Submitted by Daniel on Tue, 01/25/2011 - 15:07

Applying for Supplemental Security Income, or SSI, is possible for many people, and often times, you may not realize it. If you qualify for Social Security Disability, you may also be able to receive an additional monthly payment paid to you from the SSA to help you to meet your financial needs. There are very strict rules in place, however, that determine who should receive SSI and how much they should receive. If you wish to qualify, you must work through the system to prove your eligibility.

The Social Security Administration focuses specifically on your income and your resources –your resources being the things you own. Those who have excessive income or resources, above and beyond what the SSA states is the limit are unable to receive SSI. Consider the following before you apply.

Income Qualifications for SSI

Income is any money you receive, including from other Social Security benefits, wages from a job and even income from a pension. It also includes any type of shelter or food you receive. The amount of income you receive is dependent on a number of different factors, including where you live. Some states have a higher cost of living than others and therefore SSI benefits are likely to be higher in those areas.

Social Security does not count all of your income. In fact, the following is not counted as part of your income:

  • The first $20 you earn in most types of income per month.
  • The first $65 you earn from working and half of the amount you make over $65 does not count.
  • The food stamps you receive.
  • The home energy assistance benefits you receive.
  • The shelter you receive if it is obtained form a private, nonprofit organization.

It does include half of your spouse’s income and resources if you are married. For those that are under the age of 18, the SSA does factor in the resources of your parents, including income. For students, only some of the wages you earn will qualify and only some of the scholarship received may be taken into account when determining whether or not you qualify.

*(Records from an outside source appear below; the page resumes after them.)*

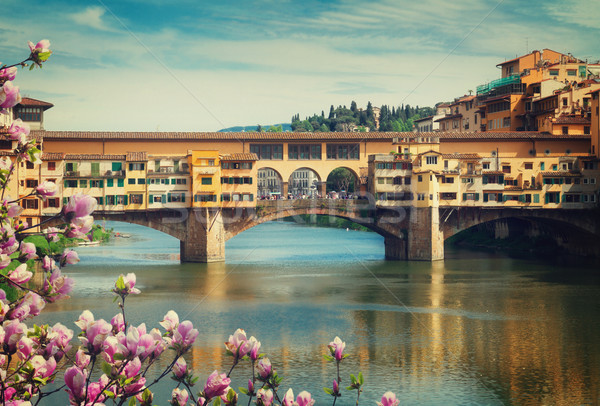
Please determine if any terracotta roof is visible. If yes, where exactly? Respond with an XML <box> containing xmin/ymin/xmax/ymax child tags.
<box><xmin>542</xmin><ymin>171</ymin><xmax>581</xmax><ymax>177</ymax></box>
<box><xmin>435</xmin><ymin>114</ymin><xmax>462</xmax><ymax>123</ymax></box>
<box><xmin>220</xmin><ymin>153</ymin><xmax>258</xmax><ymax>161</ymax></box>
<box><xmin>125</xmin><ymin>152</ymin><xmax>148</xmax><ymax>162</ymax></box>
<box><xmin>554</xmin><ymin>116</ymin><xmax>591</xmax><ymax>124</ymax></box>
<box><xmin>442</xmin><ymin>152</ymin><xmax>481</xmax><ymax>159</ymax></box>
<box><xmin>17</xmin><ymin>97</ymin><xmax>54</xmax><ymax>110</ymax></box>
<box><xmin>65</xmin><ymin>154</ymin><xmax>125</xmax><ymax>161</ymax></box>
<box><xmin>42</xmin><ymin>152</ymin><xmax>65</xmax><ymax>161</ymax></box>
<box><xmin>31</xmin><ymin>130</ymin><xmax>590</xmax><ymax>142</ymax></box>
<box><xmin>413</xmin><ymin>116</ymin><xmax>433</xmax><ymax>123</ymax></box>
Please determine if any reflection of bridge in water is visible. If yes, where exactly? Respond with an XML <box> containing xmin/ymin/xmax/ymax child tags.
<box><xmin>95</xmin><ymin>199</ymin><xmax>600</xmax><ymax>262</ymax></box>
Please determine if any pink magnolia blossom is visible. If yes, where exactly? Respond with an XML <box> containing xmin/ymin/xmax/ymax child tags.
<box><xmin>377</xmin><ymin>392</ymin><xmax>400</xmax><ymax>406</ymax></box>
<box><xmin>173</xmin><ymin>357</ymin><xmax>187</xmax><ymax>380</ymax></box>
<box><xmin>171</xmin><ymin>388</ymin><xmax>189</xmax><ymax>406</ymax></box>
<box><xmin>35</xmin><ymin>181</ymin><xmax>58</xmax><ymax>200</ymax></box>
<box><xmin>2</xmin><ymin>320</ymin><xmax>27</xmax><ymax>354</ymax></box>
<box><xmin>63</xmin><ymin>193</ymin><xmax>98</xmax><ymax>221</ymax></box>
<box><xmin>7</xmin><ymin>264</ymin><xmax>33</xmax><ymax>285</ymax></box>
<box><xmin>110</xmin><ymin>313</ymin><xmax>125</xmax><ymax>334</ymax></box>
<box><xmin>256</xmin><ymin>357</ymin><xmax>273</xmax><ymax>380</ymax></box>
<box><xmin>17</xmin><ymin>336</ymin><xmax>34</xmax><ymax>360</ymax></box>
<box><xmin>8</xmin><ymin>118</ymin><xmax>30</xmax><ymax>140</ymax></box>
<box><xmin>296</xmin><ymin>391</ymin><xmax>315</xmax><ymax>406</ymax></box>
<box><xmin>65</xmin><ymin>366</ymin><xmax>87</xmax><ymax>405</ymax></box>
<box><xmin>327</xmin><ymin>337</ymin><xmax>346</xmax><ymax>361</ymax></box>
<box><xmin>60</xmin><ymin>250</ymin><xmax>80</xmax><ymax>266</ymax></box>
<box><xmin>113</xmin><ymin>273</ymin><xmax>140</xmax><ymax>296</ymax></box>
<box><xmin>202</xmin><ymin>372</ymin><xmax>231</xmax><ymax>400</ymax></box>
<box><xmin>256</xmin><ymin>389</ymin><xmax>273</xmax><ymax>406</ymax></box>
<box><xmin>20</xmin><ymin>241</ymin><xmax>37</xmax><ymax>260</ymax></box>
<box><xmin>31</xmin><ymin>355</ymin><xmax>56</xmax><ymax>378</ymax></box>
<box><xmin>281</xmin><ymin>388</ymin><xmax>294</xmax><ymax>406</ymax></box>
<box><xmin>0</xmin><ymin>64</ymin><xmax>17</xmax><ymax>81</ymax></box>
<box><xmin>0</xmin><ymin>81</ymin><xmax>21</xmax><ymax>113</ymax></box>
<box><xmin>0</xmin><ymin>254</ymin><xmax>12</xmax><ymax>269</ymax></box>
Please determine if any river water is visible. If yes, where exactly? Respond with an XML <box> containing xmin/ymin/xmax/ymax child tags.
<box><xmin>38</xmin><ymin>222</ymin><xmax>600</xmax><ymax>405</ymax></box>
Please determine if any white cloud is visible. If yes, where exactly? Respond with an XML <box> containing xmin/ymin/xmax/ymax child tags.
<box><xmin>69</xmin><ymin>6</ymin><xmax>113</xmax><ymax>31</ymax></box>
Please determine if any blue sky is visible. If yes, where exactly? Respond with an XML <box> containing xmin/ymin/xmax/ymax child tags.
<box><xmin>0</xmin><ymin>0</ymin><xmax>600</xmax><ymax>131</ymax></box>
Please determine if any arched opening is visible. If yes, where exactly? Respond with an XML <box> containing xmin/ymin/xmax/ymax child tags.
<box><xmin>256</xmin><ymin>168</ymin><xmax>283</xmax><ymax>199</ymax></box>
<box><xmin>286</xmin><ymin>168</ymin><xmax>321</xmax><ymax>199</ymax></box>
<box><xmin>327</xmin><ymin>167</ymin><xmax>360</xmax><ymax>199</ymax></box>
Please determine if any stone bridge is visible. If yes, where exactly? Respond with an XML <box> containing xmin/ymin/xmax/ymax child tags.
<box><xmin>94</xmin><ymin>199</ymin><xmax>600</xmax><ymax>262</ymax></box>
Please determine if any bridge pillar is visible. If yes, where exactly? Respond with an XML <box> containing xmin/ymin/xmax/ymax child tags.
<box><xmin>408</xmin><ymin>207</ymin><xmax>444</xmax><ymax>261</ymax></box>
<box><xmin>179</xmin><ymin>207</ymin><xmax>225</xmax><ymax>262</ymax></box>
<box><xmin>383</xmin><ymin>236</ymin><xmax>408</xmax><ymax>260</ymax></box>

For those who are disabled according to the guidelines set forth by the Social Security Administration does not count the wages you earn that are used to pay for services or items that help you to do your job such as the wheelchair you may own.

It is important that you complete the Social Security Disability application with all of the income you earn. You do not want to withhold any information here.

Resources You Own Affect Your SSI Eligibility

Resources are also considered in each application for SSI. In order to receive Supplemental Security Income, you must disclose all of your resources such as the real estate you own, the bank accounts in your name and your cash. You must also declare all of your investments, such as the bonds and stocks you own.

If your resources are worth less than $2000, you should qualify for SSI. If you are in a relationship, you and your partner’s combined resources cannot be worth more than $3000. In some cases, those who are trying to sell property may also qualify for benefits while they are attempting to sell the property (but there are restrictions on how this process works.) Like with income, not everything you own is taken into consideration. For example, the following items are not counted towards your eligibility requirements:

  • The home you live in does not count towards this limitation.
  • If you own the land where your home is located, the value of the land does not count towards your resources.
  • If you have a car, it usually does not count against these resources.
  • If you have a life insurance policy and the face value of it is under $1500, then it does not count towards the limitation.
  • If you own burial plots for yourself and your immediate family members, this does not count towards your $2000 resource limit.
  • In addition, you may have up to $1500 in burial funds for you and another $1500 for your spouse.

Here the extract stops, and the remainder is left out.